Je le sais: on peut dire que tout mot nouveau, qu’il soit fabriqué ou emprunté, ajoute quelque chose à la richesse du langage; et, sans doute, il en est ainsi. Mais la langue française, telle qu’on l’écrivait au Grand Siècle, présente une telle grâce, une élégance si accomplie, que cela supplée au manque d’abondance qui lui a été quelquefois reproché. Augmenter sa force en lui donnant de la rudesse, ce serait comme si l’on échangeait un cheval de race contre un cheval de brasseur:

«Vous gagnez en puissance ce que vous perdez en grâce, dira le brasseur.

—Il se peut; mais beaucoup de gens, même en ce temps d’activité et d’utilitarisme où nous sommes, regretteraient l’échange.»

Au reste, c’est là un sujet, comme je l’ai déjà dit, sur lequel je ne me sens pas le droit de disserter. Personne ne devrait se permettre d’examiner ni de discuter les finesses d’une langue qui n’est pas la sienne. Mais, sans se permettre un examen aussi présomptueux, il y a des mots et des phrases qui sont à la portée de l’observation d’une étrangère et qui me frappent comme remarquables en ce moment, soit par la fréquence de leur emploi dans la conversation, soit par le sens emphatique qu’on leur donne.

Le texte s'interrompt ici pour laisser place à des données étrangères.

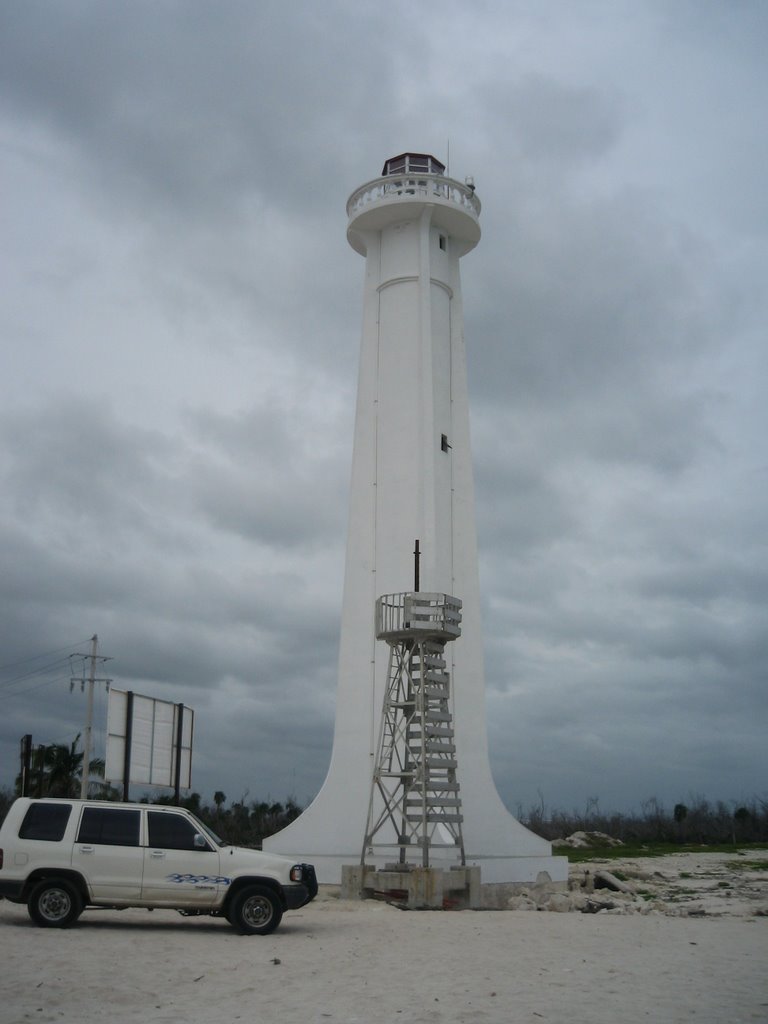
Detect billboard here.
[104,688,195,790]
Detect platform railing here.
[347,174,480,219]
[376,592,462,640]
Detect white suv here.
[0,797,317,935]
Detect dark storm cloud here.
[0,2,415,216]
[0,0,768,807]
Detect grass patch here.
[726,860,768,871]
[565,843,768,870]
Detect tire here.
[227,886,283,935]
[27,879,83,928]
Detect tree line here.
[0,736,768,849]
[517,795,768,846]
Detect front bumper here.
[283,882,311,910]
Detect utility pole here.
[72,633,111,800]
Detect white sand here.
[0,857,768,1024]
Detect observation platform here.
[376,592,462,643]
[347,153,480,256]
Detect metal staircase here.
[362,593,465,867]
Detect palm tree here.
[16,733,110,797]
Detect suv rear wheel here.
[226,886,283,935]
[27,879,83,928]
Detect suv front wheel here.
[27,879,83,928]
[226,886,283,935]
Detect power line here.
[0,637,90,672]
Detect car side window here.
[18,804,72,843]
[147,811,205,850]
[77,807,141,846]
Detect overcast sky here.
[0,0,768,811]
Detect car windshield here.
[191,814,229,846]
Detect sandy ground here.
[0,853,768,1024]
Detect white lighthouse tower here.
[264,153,567,883]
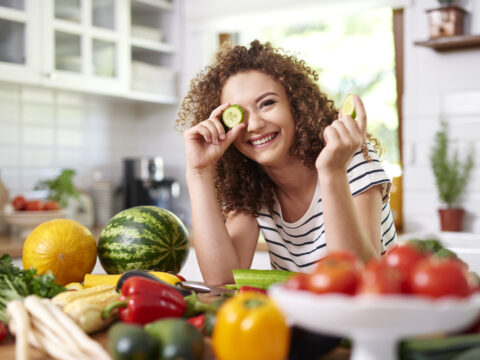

Les jeunes gens de Paris[B] me semble une de ces expressions-là. Traduisez-la en anglais et vous n’y trouverez aucune signification plus remarquable qu’à celle-ci: «Les jeunes gens de Londres» ou de toute autre métropole. Mais entendez cette locution à Paris... Miséricorde! elle résonne comme la foudre. Ce n’est pas cependant qu’elle soit bruyante et fanfaronne, elle a plutôt un sens imposant ou mystique; elle semble symboliser le pouvoir, la science,—oui, et la sagesse entière de toute la nation.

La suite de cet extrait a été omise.